Al centro dell’intrigo c’è un meccanismo molto di moda nella finanza pubblica degli scorsi anni: la cartolarizzazione, ovvero la vendita di beni (crediti, immobili) pubblici. In Abruzzo si è pensato di applicarla alla sanità, con un progetto che avrebbe dovuto fare scuola nell’Italia delle regioni sprecone. Invece, secondo gli inquirenti, l’operazione si sarebbe trasformata in un capolavoro del malaffare. La brutta storia inizia nel 2004 quando l’allora governatore Giovanni Pace (An) decide di ripianare i debiti sanitari: tutti soldi che le Asl dovevano pagare alle cliniche private. Si stabilisce di cartolarizzare i crediti: la Finanziaria regionale (Fira) li acquista dai privati e li gira a una società veicolo (Cartesio srl); questa emette obbligazioni con i cui proventi la Fira paga i privati; la Regione rimborsa i titoli previo accordo con le Asl che devono riconoscere i crediti dichiarati dai privati. Così parte la cartolarizzazione: una prima tranche per 336 milioni conclusa da Pace nel 2004; un’altra da 346 milioni portata invece a termine dal successore Ottaviano Del Turco. È proprio sulla cartolarizzazione di Pace che la Guardia di finanza ha scavato a fondo. Secondo le Fiamme gialle l’operazione parte male sin dall’inizio, quando si tratta di individuare i crediti dei privati. Accanto a quelli vantati per prestazioni regolarmente fatturate e contabilizzate (credito performing) vengono infatti inseriti anche i crediti presunti (non performing).

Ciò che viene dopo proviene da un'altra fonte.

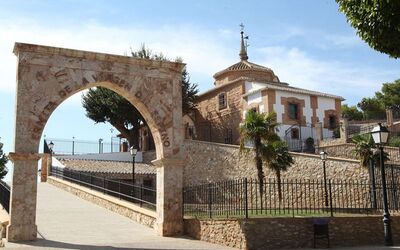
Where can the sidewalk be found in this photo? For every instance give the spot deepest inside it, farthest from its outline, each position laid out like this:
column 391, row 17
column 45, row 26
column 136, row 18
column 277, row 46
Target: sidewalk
column 67, row 222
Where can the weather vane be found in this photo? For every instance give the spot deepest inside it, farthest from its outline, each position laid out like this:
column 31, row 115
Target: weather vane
column 246, row 38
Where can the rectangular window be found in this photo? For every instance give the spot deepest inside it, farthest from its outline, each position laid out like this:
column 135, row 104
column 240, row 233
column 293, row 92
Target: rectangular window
column 332, row 122
column 222, row 101
column 293, row 111
column 295, row 133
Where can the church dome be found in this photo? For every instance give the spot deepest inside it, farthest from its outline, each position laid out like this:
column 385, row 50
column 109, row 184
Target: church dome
column 245, row 69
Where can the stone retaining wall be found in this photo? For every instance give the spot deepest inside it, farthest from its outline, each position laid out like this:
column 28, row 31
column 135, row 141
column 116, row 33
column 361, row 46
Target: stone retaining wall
column 288, row 233
column 207, row 161
column 138, row 214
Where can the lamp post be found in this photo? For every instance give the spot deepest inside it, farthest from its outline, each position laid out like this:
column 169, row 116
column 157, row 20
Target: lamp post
column 380, row 135
column 133, row 153
column 51, row 146
column 324, row 156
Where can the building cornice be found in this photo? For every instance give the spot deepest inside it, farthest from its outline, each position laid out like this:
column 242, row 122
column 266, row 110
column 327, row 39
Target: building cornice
column 294, row 90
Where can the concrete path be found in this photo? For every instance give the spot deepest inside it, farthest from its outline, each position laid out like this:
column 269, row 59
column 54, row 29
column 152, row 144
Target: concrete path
column 67, row 222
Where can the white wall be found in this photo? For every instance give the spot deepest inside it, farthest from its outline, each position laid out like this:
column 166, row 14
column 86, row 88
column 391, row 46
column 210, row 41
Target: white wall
column 252, row 86
column 254, row 98
column 324, row 103
column 280, row 109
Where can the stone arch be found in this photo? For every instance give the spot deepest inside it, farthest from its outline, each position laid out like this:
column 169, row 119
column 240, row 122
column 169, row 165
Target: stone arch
column 47, row 76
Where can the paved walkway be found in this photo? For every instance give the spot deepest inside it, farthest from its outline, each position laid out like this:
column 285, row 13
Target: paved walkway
column 67, row 222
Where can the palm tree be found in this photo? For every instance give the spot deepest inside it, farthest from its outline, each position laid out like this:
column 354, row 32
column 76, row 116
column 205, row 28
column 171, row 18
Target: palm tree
column 277, row 158
column 256, row 129
column 363, row 148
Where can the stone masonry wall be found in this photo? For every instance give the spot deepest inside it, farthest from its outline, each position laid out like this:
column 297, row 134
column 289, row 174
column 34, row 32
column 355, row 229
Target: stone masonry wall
column 207, row 161
column 288, row 233
column 220, row 125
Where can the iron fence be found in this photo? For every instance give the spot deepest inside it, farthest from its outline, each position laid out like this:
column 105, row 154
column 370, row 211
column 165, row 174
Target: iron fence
column 138, row 194
column 242, row 198
column 72, row 147
column 5, row 195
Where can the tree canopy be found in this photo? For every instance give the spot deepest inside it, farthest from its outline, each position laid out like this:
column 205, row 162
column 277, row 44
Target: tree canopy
column 373, row 108
column 376, row 22
column 104, row 105
column 351, row 113
column 259, row 129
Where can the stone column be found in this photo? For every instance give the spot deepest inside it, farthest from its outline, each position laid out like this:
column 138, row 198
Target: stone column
column 344, row 126
column 45, row 167
column 169, row 197
column 23, row 197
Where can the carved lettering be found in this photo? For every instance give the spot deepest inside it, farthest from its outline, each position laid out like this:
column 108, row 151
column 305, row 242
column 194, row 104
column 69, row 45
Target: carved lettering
column 63, row 93
column 40, row 76
column 165, row 139
column 109, row 77
column 61, row 76
column 85, row 81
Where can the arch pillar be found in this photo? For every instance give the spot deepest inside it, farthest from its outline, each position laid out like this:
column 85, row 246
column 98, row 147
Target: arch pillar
column 169, row 196
column 23, row 197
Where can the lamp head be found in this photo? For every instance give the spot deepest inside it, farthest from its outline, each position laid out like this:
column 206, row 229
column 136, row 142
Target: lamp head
column 51, row 145
column 323, row 155
column 133, row 151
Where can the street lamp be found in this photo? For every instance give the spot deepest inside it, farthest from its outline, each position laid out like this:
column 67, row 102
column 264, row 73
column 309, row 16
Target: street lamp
column 380, row 135
column 324, row 157
column 133, row 153
column 51, row 146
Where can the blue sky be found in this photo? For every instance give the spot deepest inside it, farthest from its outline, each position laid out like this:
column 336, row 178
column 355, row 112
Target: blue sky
column 307, row 43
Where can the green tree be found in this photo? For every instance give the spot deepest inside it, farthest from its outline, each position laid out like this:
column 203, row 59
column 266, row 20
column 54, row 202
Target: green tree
column 364, row 145
column 277, row 158
column 351, row 113
column 372, row 108
column 364, row 150
column 377, row 22
column 390, row 95
column 257, row 129
column 104, row 105
column 3, row 162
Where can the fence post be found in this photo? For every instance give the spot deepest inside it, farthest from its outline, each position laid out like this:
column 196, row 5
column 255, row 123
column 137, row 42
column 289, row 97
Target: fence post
column 104, row 185
column 141, row 194
column 245, row 197
column 330, row 197
column 373, row 184
column 119, row 189
column 209, row 200
column 73, row 145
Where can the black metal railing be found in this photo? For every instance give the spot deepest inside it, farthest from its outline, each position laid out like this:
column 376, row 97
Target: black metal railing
column 5, row 195
column 242, row 198
column 74, row 147
column 138, row 194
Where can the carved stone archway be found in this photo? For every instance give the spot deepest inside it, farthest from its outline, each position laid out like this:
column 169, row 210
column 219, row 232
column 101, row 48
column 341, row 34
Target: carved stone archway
column 47, row 76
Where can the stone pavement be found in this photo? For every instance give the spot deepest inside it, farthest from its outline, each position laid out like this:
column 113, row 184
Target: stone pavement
column 67, row 222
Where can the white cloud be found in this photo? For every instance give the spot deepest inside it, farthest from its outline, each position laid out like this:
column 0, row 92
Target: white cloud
column 201, row 51
column 302, row 70
column 204, row 52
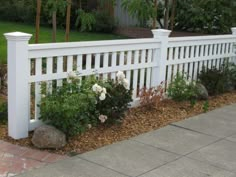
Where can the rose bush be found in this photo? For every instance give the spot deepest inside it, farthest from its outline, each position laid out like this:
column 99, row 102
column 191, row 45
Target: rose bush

Ossia i crediti che i titolari delle cliniche potrebbero vantare in futuro per il periodo 1995-2001. È chiaro che si tratta di crediti non esigibili. Ma l’allora assessore alla Sanità Vito Domenici (Fi) nell’aprile 2004 va anche oltre: convoca i rappresentati delle case di cura invitandoli a formulare, addirittura «sotto forma di autocertificazione», le loro pretese per quei sei anni. Una manna per i padroni delle cliniche che presentano conti salati quanto evanescenti: chiedono 39 milioni alla Asl di Chieti, 38 a quella di Pescara, 23 a quella di Avezzano-Sulmona. In totale fanno quasi 100 milioni di euro nella ripartizione dei quali fa la parte del leone Vincenzo Maria Angelini, finanziatore di Forza Italia.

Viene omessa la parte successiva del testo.